Challenger head of technical services Andrew Lowe spoke first, discussing the various different approaches on the retirement planning spectrum - from "probability based" (safe withdrawal rates, variable spending, income buckets) to "safety first" (bond ladders, floor-leverage rule, managed define contribution).
Ultimately Lowe advocated an "income layering" approach, pointing to a recent Accurium report which demonstrated the approach led to a 99% success rate. He added the 1% was just a "technical margin related to means testing."
The approach involved layering the age pension, an annuity payment and an account-based pension through the entire retirement life-cycle, with the latter tapering off during the passive phase through to aged care.
Aged Care Steps co-founder Louise Biti then took the discussion to the aged care phase specifically, pointing out that it is a growing concern for the majority of advisers' clients and that advisers risk losing business if they can't provide aged care advice.
"They will think, 'If my planner doesn't know this, what else doesn't he know?'" she said.
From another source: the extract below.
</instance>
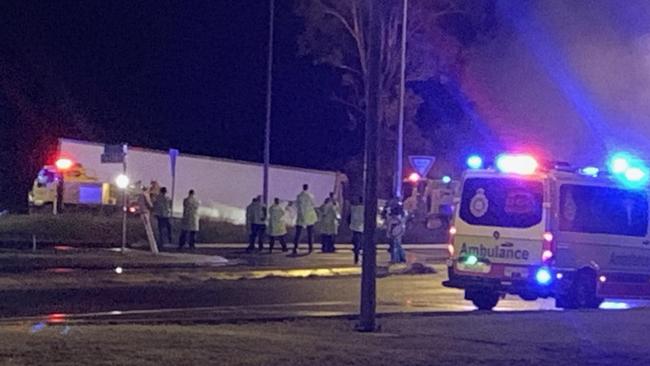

She argued that many Australians misunderstand the true costs of aged care, noting that for the accommodation and health care services provided in a typical (heavily government-subsidised) residential care facility, the cost itself is actually small relative to the amount of money spent on the home.
"People need to start looking at it like residential property. You get what you pay for. People understand the different levels of value in residential property, but aged care is still something that a lot of people want to spend as little as possible on."